In depicting anxieties regarded social inequity, Edie Overturf pairs joyful aesthetics as a means of exploring the relationship between text and image.
The image and text relationships in my work depict contemporary anxieties that I hope resonate with viewers. I give voice to frustrations centered around uncertainty, inequity, and deeply rooted political and social problems that appear too vast to be changed by the actions of individuals. Among the shared experiences I depict, I find myself compelled to grapple with imposter syndrome, burnout, and trying to survive the hellscape of late-stage capitalism.
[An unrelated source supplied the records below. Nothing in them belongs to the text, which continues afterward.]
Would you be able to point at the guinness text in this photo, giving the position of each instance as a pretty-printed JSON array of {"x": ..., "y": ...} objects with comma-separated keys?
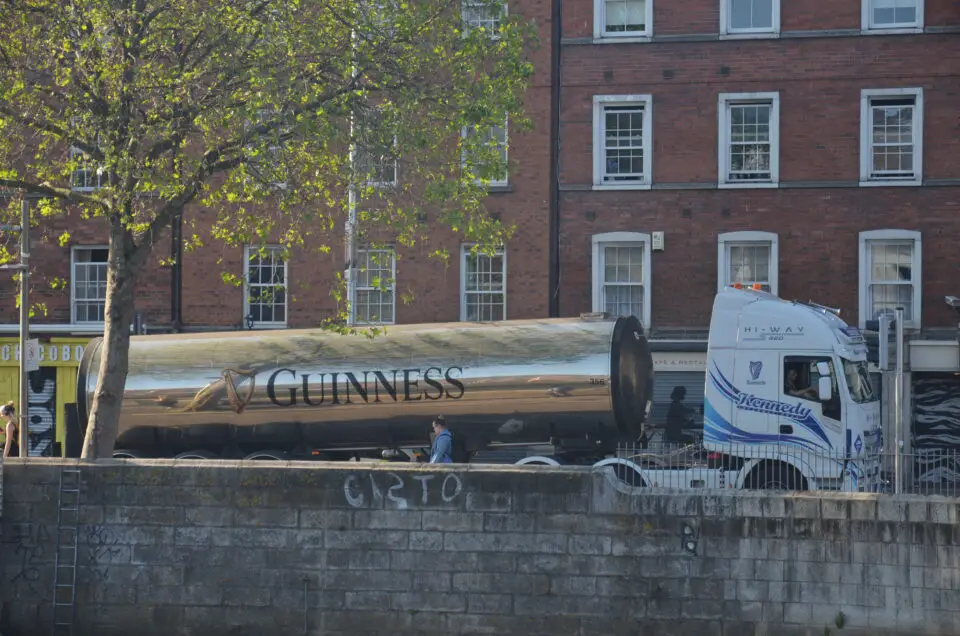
[{"x": 396, "y": 385}]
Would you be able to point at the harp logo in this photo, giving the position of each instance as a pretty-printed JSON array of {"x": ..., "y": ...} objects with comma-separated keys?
[
  {"x": 756, "y": 367},
  {"x": 238, "y": 395}
]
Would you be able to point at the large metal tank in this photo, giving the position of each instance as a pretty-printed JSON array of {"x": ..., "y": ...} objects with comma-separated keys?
[{"x": 574, "y": 382}]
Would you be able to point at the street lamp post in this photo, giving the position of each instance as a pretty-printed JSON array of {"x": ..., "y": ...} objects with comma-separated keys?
[{"x": 23, "y": 266}]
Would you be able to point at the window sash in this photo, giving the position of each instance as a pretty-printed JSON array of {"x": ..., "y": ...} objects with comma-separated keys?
[
  {"x": 628, "y": 149},
  {"x": 885, "y": 14},
  {"x": 892, "y": 145},
  {"x": 749, "y": 143},
  {"x": 89, "y": 286},
  {"x": 266, "y": 287},
  {"x": 624, "y": 17},
  {"x": 755, "y": 11},
  {"x": 375, "y": 303},
  {"x": 885, "y": 292},
  {"x": 762, "y": 255},
  {"x": 484, "y": 287}
]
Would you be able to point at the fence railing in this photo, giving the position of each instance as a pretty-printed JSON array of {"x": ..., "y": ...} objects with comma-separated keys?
[{"x": 788, "y": 466}]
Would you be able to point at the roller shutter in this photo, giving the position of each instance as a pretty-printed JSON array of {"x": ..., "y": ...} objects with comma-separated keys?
[{"x": 664, "y": 383}]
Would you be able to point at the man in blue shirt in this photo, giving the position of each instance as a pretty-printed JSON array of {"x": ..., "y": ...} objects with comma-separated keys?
[{"x": 442, "y": 451}]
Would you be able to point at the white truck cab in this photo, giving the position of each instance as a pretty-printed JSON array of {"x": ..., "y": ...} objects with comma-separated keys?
[
  {"x": 788, "y": 382},
  {"x": 788, "y": 404}
]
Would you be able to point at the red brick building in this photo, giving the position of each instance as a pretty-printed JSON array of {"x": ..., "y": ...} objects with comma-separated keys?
[
  {"x": 807, "y": 146},
  {"x": 185, "y": 292}
]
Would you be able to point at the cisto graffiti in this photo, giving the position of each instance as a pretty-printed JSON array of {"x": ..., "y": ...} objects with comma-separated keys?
[{"x": 394, "y": 491}]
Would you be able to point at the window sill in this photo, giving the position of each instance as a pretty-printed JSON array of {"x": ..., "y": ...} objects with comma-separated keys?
[
  {"x": 760, "y": 35},
  {"x": 758, "y": 185},
  {"x": 881, "y": 183},
  {"x": 904, "y": 30},
  {"x": 600, "y": 187},
  {"x": 639, "y": 38}
]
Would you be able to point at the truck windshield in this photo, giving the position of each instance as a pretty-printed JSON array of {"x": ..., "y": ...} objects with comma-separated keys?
[{"x": 858, "y": 381}]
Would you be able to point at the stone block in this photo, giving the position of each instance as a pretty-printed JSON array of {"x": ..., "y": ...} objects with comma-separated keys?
[
  {"x": 367, "y": 539},
  {"x": 589, "y": 544},
  {"x": 573, "y": 585},
  {"x": 446, "y": 522},
  {"x": 528, "y": 584},
  {"x": 428, "y": 602},
  {"x": 892, "y": 509},
  {"x": 387, "y": 520},
  {"x": 268, "y": 517},
  {"x": 210, "y": 516},
  {"x": 327, "y": 519},
  {"x": 508, "y": 522}
]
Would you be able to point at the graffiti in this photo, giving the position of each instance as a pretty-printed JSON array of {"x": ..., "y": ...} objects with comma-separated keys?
[
  {"x": 400, "y": 493},
  {"x": 28, "y": 541},
  {"x": 102, "y": 544},
  {"x": 43, "y": 406}
]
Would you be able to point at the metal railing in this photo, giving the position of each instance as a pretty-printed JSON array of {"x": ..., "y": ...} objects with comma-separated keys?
[{"x": 785, "y": 467}]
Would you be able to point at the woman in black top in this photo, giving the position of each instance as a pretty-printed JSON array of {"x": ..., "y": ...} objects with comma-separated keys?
[{"x": 11, "y": 447}]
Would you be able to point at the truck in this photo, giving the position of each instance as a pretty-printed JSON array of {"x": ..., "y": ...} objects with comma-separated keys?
[{"x": 552, "y": 391}]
I find gratification in the tension of joyful aesthetics paired with implied seriousness. It’s a kind of scheme that I enjoy as a viewer and a playfulness that I strive for in my work. This approach, paired with a satirical application of symbolism, attempts to connect with viewers who might be reluctant to see my perspective. Only recently, I have begun to value emotional connections with the viewer to the same degree that I formerly valued intellectual ones. I came to this conclusion when I allowed myself to be vulnerable in the work, albeit robed in the protection of poetry or sarcasm. The veil of humor and confidence that my experiences and feelings are not isolated gave me the courage to communicate more directly.
The relationship between text and image, or bodies of text with each other within a space, is critically important in my work. The forms and surfaces wherein text is placed greatly inform its meaning. Likewise, the arrangement of elements can create a collection of intrusive thoughts or desperately frustrated voices crying out in chorus. Brevity and efficiency is important to me, as I am often attracted to antiquated signage that typically displays fewer characters than a tweet. This abbreviation of opinions or observations can mirror the abrupt and meme-like way we communicate. This adds a sense of brevity and plausibility to these otherwise invented narratives. I will always be enamored with the form of the multiple; for its equitability, egalitarianism, and historical association with leftist political ideologies. I hope my work’s revolutionary and deeply personal quality reflects the historical tradition of printmaking in political commentary.